During the struggle, I had put my hand up to fend off the knife, and two of my fingers had been severely cut. One of the dorm moms helped me by calling a Christian Science practitioner who lived in the area. The practitioner, who happened to be a former nurse, came to the dorm and bandaged my hand, satisfying everyone that I was being well cared for. She then took me to her house and washed the blood out of my dress. (Yes, we wore dresses to class in those days!) My mom had starched that dress to within an inch of its life, and we discovered two parallel knife cuts on the underside of the collar. But the knife had never penetrated the collar.
That night, I slept peacefully in the practitioner’s home.
My parents arrived the next morning. My mom told me that she hadn’t slept at all the night before, but as soon as she’d stepped out of the car, she’d felt an enormous sense of peace, knowing that I was safe.
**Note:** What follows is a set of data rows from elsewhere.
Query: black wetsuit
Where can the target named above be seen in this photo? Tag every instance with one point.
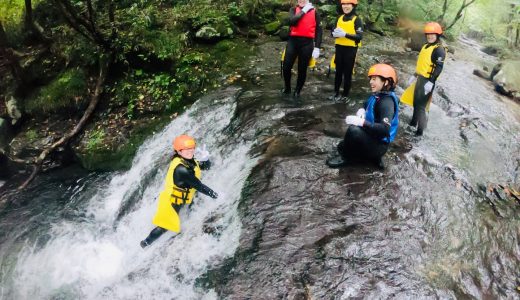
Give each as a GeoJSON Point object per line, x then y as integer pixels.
{"type": "Point", "coordinates": [185, 178]}
{"type": "Point", "coordinates": [420, 100]}
{"type": "Point", "coordinates": [301, 48]}
{"type": "Point", "coordinates": [365, 142]}
{"type": "Point", "coordinates": [346, 57]}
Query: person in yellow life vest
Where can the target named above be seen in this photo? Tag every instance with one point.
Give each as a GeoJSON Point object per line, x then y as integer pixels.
{"type": "Point", "coordinates": [182, 180]}
{"type": "Point", "coordinates": [429, 66]}
{"type": "Point", "coordinates": [348, 33]}
{"type": "Point", "coordinates": [304, 42]}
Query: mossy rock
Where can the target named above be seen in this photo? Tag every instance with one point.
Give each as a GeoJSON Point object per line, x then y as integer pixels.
{"type": "Point", "coordinates": [65, 94]}
{"type": "Point", "coordinates": [272, 27]}
{"type": "Point", "coordinates": [214, 33]}
{"type": "Point", "coordinates": [252, 33]}
{"type": "Point", "coordinates": [109, 149]}
{"type": "Point", "coordinates": [225, 30]}
{"type": "Point", "coordinates": [224, 46]}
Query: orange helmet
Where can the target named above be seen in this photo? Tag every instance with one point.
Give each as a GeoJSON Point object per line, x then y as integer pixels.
{"type": "Point", "coordinates": [183, 142]}
{"type": "Point", "coordinates": [383, 70]}
{"type": "Point", "coordinates": [433, 27]}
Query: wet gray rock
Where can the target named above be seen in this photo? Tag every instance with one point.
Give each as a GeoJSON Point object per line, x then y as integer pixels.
{"type": "Point", "coordinates": [507, 80]}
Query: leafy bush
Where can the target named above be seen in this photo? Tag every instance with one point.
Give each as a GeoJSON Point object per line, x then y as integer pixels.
{"type": "Point", "coordinates": [65, 93]}
{"type": "Point", "coordinates": [95, 139]}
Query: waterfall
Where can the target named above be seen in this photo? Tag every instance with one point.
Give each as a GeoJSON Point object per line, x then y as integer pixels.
{"type": "Point", "coordinates": [96, 254]}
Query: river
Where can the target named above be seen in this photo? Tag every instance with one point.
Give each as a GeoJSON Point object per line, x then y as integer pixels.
{"type": "Point", "coordinates": [285, 225]}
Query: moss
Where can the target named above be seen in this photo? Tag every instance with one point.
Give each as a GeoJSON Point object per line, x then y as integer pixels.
{"type": "Point", "coordinates": [102, 153]}
{"type": "Point", "coordinates": [65, 93]}
{"type": "Point", "coordinates": [232, 54]}
{"type": "Point", "coordinates": [95, 140]}
{"type": "Point", "coordinates": [31, 135]}
{"type": "Point", "coordinates": [272, 27]}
Though my mom was a Christian Scientist, my dad was not and wanted me to be seen by a doctor. The doctor stitched up my fingers and put a splint on my pinky. He said that the tendon had been almost completely severed and that he doubted that I would regain full use of that finger.
Meanwhile, I was still attending orchestra camp. For a day or two, I sat through rehearsals without playing, but found that to be a total drag. So I redid the fingering on my copy of the music and played with three fingers while my pinky was still in the splint. Eventually, the splint and the stitches were removed, and I gradually regained full range of motion with that finger. I attribute this to my own prayers and the practitioner’s, which left me feeling truly untouched by the whole incident.
By the end of the summer, I was in a pit orchestra playing for a musical theater production. I went on to have a career as an orchestra musician and violin teacher with no lingering physical or mental aftereffects from this experience.
In the years since, I have continued to develop my understanding of God as my life through my practice of Christian Science and continued study of the Bible Lessons. I know that I can count on God to protect and care for me in any situation.